En effet, ces femmes désespérées ont fait cette annonce, hier vendredi 28 novembre 2014, lors d’une conférence de presse, à l’espace le Mont Zatro de Yopougon. Elles veulent ainsi « accompagner » leurs maris, leurs frères, leurs amis, détenus dans les prisons de Côte d’Ivoire depuis la fin de la crise postélectorale, et qui vont entamer, le 1er décembre, une deuxième grève de la faim après celle de septembre dernier.

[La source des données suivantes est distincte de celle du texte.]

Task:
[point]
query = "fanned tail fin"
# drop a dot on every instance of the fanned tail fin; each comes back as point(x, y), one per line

Mme Chiawa, qui était accompagnée de Désirée Douati, une ex-détenue et membre du Cofed, de Ikpo Ladji, le secrétaire général de la Fédération de la Jeunesse du Front populaire ivoirien (Jfpi) Abidjan-Banco, Gnamaka Dogbo Eric du Congrès panafricain pour la justice et l’égalité des peuples (Cojep), a indiqué que le pouvoir n’a pas tenu les promesses faites aux prisonniers politiques pour qu’ils mettent fin à leur première grève de la faim.

« Vu cette volonté manifeste du pouvoir de ne pas respecter ses engagements, nos parents détenus ont décidé d’observer une grève de la faim à partir du 1er décembre 2014 dans les 11 prisons où sont détenues des personnes pour des raisons politiques… Nous, parents, épouses, amis, ex-détenus, camarades politiques, avons décidé d’accompagner les détenus dans cette grève de la faim illimitée s’ils ne recouvrent pas la liberté avant le 30 novembre 2014 », a déclaré Mme Chiawa. Avant d’ajouter : « le gouvernement détient la clé de la liberté de nos maris. Aidez-nous à faire libérer nos camarades. La situation est difficile ».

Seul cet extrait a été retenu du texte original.